Targeting campaign pipeline

This tutorial shows you how to use Cloud Data Fusion to clean, transform, and process customer data to select candidates for a targeting campaign.

Scenario

You want to create custom marketing materials for an ongoing campaign promotion, and you'd like to distribute the materials directly to your customers' home mailboxes.

Your campaign has two constraints:

  • Location: You only deliver to customers in California, Washington, and Oregon.
  • Cost: To save on fuel, you deliver to easily accessible customer homes. You deliver only to customers who live on avenues.

This tutorial shows you how to generate the list of customer addresses for the campaign. In this tutorial, you do the following:

  1. Clean the customer data: filter customers that live on an avenue in California, Washington, or Oregon.
  2. Create a pipeline that does the following:
    • Joins the filtered customer data with a public dataset that contains state abbreviations.
    • Stores the cleaned and joined data in a BigQuery table that you can query (by using the BigQuery web UI) or analyze (by using Data Studio).

Objectives

  • Connect Cloud Data Fusion to two data sources
  • Apply basic transformations
  • Join the two data sources
  • Write the output data to a sink

Costs

This tutorial uses billable components of Google Cloud, including:

Each run of this tutorial runs a 3-node (1 master, 2 workers) Dataproc cluster that runs for about 6 minutes to write about 6 MB of data into BigQuery. Since you will store only a small amount of data in BigQuery, we will ignore the BigQuery cost as part of this estimate. Based on these numbers, your cost of running this pipeline a single time can be approximated as:

total cost = Cloud Data Fusion cost + Dataproc cost

Each of the components in this formula can be broken down as follows:

Cloud Data Fusion cost = (time * Cloud Data Fusion rate)

Dataproc cost = (time * number of VMs * (Compute Engine rate + Dataproc rate))

For example, consider this cost estimate for a 6-minute job using the default Compute Engine profile in Cloud Data Fusion, with 3 n1-standard4 VMs in the us-west1 region:

  • time = 0.1 hours
  • Data Fusion rate = $1.8/hour
  • number of VMs = 3
  • Compute Engine rate = $0.19/hour/VM
  • Dataproc rate = $0.01/hour/VM

Using these values in the cost formula gives the following total cost for this example:

(0.1 * 1.8) + (0.1 * 3 * (0.1900 + 0.01)) = $0.24 (24 cents)

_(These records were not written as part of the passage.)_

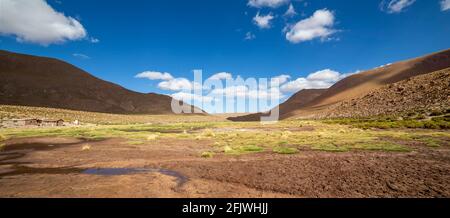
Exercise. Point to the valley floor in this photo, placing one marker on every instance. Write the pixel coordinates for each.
(224, 159)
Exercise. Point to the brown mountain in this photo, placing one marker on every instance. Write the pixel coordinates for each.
(298, 100)
(359, 85)
(425, 93)
(46, 82)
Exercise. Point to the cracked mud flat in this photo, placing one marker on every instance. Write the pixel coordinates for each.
(59, 167)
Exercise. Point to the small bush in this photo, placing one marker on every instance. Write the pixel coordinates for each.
(86, 147)
(209, 133)
(152, 137)
(251, 148)
(207, 154)
(227, 149)
(436, 113)
(285, 150)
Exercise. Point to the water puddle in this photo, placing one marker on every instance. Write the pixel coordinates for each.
(180, 178)
(22, 170)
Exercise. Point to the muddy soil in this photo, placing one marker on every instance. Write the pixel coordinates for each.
(60, 167)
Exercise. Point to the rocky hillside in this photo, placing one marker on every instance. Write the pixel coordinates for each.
(424, 93)
(300, 99)
(46, 82)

Use the pricing calculator to generate a cost estimate based on your projected usage. New Google Cloud users might be eligible for a free trial.

Before you begin

  1. Sign in to your Google Account.

    If you don't already have one, sign up for a new account.

  2. In the Cloud Console, on the project selector page, select or create a Cloud project.

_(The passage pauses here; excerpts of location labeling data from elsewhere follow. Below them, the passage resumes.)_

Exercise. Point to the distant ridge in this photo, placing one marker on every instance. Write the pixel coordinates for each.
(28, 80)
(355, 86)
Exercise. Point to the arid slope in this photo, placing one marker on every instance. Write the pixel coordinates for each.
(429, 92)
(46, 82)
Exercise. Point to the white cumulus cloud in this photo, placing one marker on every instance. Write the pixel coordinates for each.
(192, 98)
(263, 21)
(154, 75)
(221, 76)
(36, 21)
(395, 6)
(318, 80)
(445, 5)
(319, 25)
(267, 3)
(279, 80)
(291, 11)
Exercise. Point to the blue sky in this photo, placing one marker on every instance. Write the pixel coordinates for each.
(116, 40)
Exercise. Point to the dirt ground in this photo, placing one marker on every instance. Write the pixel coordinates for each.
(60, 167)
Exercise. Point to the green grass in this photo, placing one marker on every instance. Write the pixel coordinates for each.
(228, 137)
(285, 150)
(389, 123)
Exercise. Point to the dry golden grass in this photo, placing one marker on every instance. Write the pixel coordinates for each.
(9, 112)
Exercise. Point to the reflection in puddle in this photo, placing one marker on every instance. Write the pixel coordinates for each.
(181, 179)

    Go to the project selector page

  3. Make sure that billing is enabled for your Google Cloud project. Learn how to confirm billing is enabled for your project.

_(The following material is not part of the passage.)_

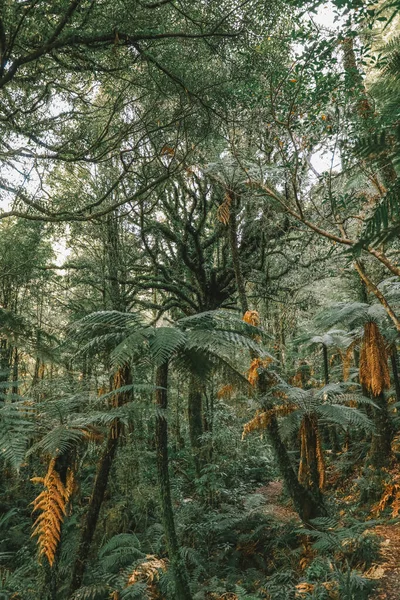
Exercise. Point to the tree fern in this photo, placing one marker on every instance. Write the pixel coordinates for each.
(16, 429)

  4. Enable the Cloud Data Fusion, Cloud Storage, BigQuery and Cloud Dataproc APIs.

    Enable the APIs

  5. Create a Cloud Data Fusion instance.

Prepare the customer data

This tutorial requires the following two input datasets, both of which are provided with your Cloud Data Fusion instance:

  • Sample customer data: A CSV file named customers.csv.
  • State abbreviations: A BigQuery table named state_abbreviations.

Load the customer data

  1. Go to the Cloud Data Fusion web UI.
  2. Navigate to the Wrangler page of the web UI.
  3. In the left panel, under Google Cloud Storage, click Sample Buckets.
  4. Click campaign-tutorial.
  5. Click customers.csv. The customer data appears.

Clean the customer data

Parse the customer data into table format, set the schema, and filter the customer data to present only the target audience you need.

Parse the data

  1. Click the body column drop-down.
  2. Select Parse > CSV.
  3. With the delimiter selected as comma, click Apply. image
  4. The data splits into multiple columns, so the original body column is no longer needed. Click the body column drop-down and select Delete column.

Set the schema

Set the schema of the data by assigning appropriate names to the table columns. Instead of bodyXX, rename the columns to capture the information they present.

  1. In the Columns tab on the right, click the Column names drop-down and select Set all.
  2. In the Bulk set column names dialog box, enter the following comma-separated text: Name,StreetAddress,City,State,Country.
  3. Click Apply.

Filter the data

Filter the data to display only customers that live in California, Oregon, or Washington. To do this, remove all rows that contain values other than these three states.

  1. Click the State column drop-down.
  2. Select Filter.
  3. In the filter window, do the following:

    1. Click Keep rows.
    2. In the If drop-down, select value matches regex.
    3. Enter the following regular expression: ^(California|Oregon|Washington)$.
    4. Click Apply.

    The values in the State column are "California", "Oregon", or "Washington".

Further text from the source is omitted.